Italia e Rugby: la rivoluzione può partire dai Mondiali

Non c’è molta fiducia per le prestazioni del 15 azzurro in terra di Inghilterra. E’ imminente l’uscita dell’ennesimo ct, e l’Italia è sempre lì, incompiuta. E' solo il campo però che può segnare l’inversione di tendenza

Italia e Francia si incontreranno stasera nella prima partita del Mondiale inglese. Insomma, il 15 italiano debutta nella maniera più dura, con la più forte del gruppo. Si va a vedere la sfida con un  po’ di curiosità ma anche poche speranze, troppe volte in questi anni le aspettative sono andate deluse, e il pubblico italiano del rugby ha imparato a respirare il clima, la cultura, la civiltà del rugby ma un meno cosa vuol dire vincere. La storia di questa generazione di rugbisty, forse la più internazionale,  è stata difficile, non entusiasmante, con il punto più basso messo proprio alla vigilia di questi Mondiali, il litigio fra giocatori e federazione, con il presidente Gavazzi che proclama di volere “una squadra di rugbisty e non pensionati” e il fronte degli ex nazionali (Bergamasco e Giovanelli) che dall’altra parte esplode contro le scelte politiche come quella di Brunel e i suoi predecessori “allenatori che scambiano l’allenare l’Italia come un lavoro dal minimo impegno, senza prendersi rischi e metterci fantasia”.
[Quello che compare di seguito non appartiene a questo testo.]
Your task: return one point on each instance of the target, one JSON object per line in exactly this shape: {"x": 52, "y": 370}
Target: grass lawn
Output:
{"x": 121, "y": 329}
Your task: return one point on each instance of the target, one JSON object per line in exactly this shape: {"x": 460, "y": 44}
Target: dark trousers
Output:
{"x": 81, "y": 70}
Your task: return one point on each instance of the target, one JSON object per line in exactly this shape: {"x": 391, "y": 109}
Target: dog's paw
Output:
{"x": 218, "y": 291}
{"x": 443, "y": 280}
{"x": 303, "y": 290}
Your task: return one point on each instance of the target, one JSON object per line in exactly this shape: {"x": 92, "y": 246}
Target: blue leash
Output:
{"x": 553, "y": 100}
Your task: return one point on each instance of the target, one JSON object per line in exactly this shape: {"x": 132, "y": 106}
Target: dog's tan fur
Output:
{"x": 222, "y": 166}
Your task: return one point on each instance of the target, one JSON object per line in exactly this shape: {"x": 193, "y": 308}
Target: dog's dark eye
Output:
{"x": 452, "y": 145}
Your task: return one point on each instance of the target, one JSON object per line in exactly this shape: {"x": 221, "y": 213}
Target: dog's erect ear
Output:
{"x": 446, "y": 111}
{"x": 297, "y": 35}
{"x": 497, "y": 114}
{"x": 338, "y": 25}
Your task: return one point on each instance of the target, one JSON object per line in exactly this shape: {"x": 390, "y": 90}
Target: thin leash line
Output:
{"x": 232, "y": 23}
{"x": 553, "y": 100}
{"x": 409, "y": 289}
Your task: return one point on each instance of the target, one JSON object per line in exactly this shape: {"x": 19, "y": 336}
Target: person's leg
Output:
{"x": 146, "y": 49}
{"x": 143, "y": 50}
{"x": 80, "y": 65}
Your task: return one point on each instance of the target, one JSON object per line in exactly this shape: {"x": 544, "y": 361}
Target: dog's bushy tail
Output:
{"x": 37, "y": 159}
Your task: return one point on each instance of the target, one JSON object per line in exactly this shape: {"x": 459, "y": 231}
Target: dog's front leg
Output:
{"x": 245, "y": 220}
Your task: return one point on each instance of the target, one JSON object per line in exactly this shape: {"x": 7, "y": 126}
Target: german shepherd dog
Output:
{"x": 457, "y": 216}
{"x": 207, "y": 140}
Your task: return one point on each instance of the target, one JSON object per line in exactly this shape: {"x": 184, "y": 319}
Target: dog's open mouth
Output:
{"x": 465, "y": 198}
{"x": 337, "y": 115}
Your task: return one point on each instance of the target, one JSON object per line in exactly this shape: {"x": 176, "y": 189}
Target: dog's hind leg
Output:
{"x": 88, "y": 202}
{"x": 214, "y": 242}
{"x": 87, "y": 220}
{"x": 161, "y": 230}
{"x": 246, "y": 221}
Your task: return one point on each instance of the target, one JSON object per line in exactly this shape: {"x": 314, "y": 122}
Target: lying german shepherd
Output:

Brutta situazione, l’unico modo per uscirne vincenti è che da stasera possa parlare lo spirito del rugby attraverso giocatori che per l’Italia non si sono mai tirati indietro, con prestazioni finalmente incisive in terra inglese. Così fosse, sarebbe il modo per spazzare le chiacchiere di chi ormai impugna il rugby da una scrivania e ributtare la palla ovale dove deve essere, sul campo. Il primo passo di una rinascita, e di una rivoluzione, potrebbe partire in queste settimane dall’Inghilterra, perché dopo una prova positiva, al punto in cui è arrivata la dialettica, su un eventuale carro dei vincitori è difficile possa salire chi ha buttato in campo polemiche preventive. Insomma, sarebbe bello che il nuovo corso possa avere la parola d’ordine “l’Italrugby ai rugbisty che vanno sul campo” e non a quelli che stanno gestendo il secondo budget sportivo dopo il calcio, senza risultati apprezzabili. Una federazione che rinasca dal basso dopo un Mondiale positivo sarebbe forse l’opzione migliore, meno tecnicamente traumatica, ma non sarà facile, ci sono di mezzo la Francia, l’Irlanda ed altre nazioni che ricordano i quindici azzurri di tanti anni fa: poche chiacchiere, unità e tanta voglia di emergere.  .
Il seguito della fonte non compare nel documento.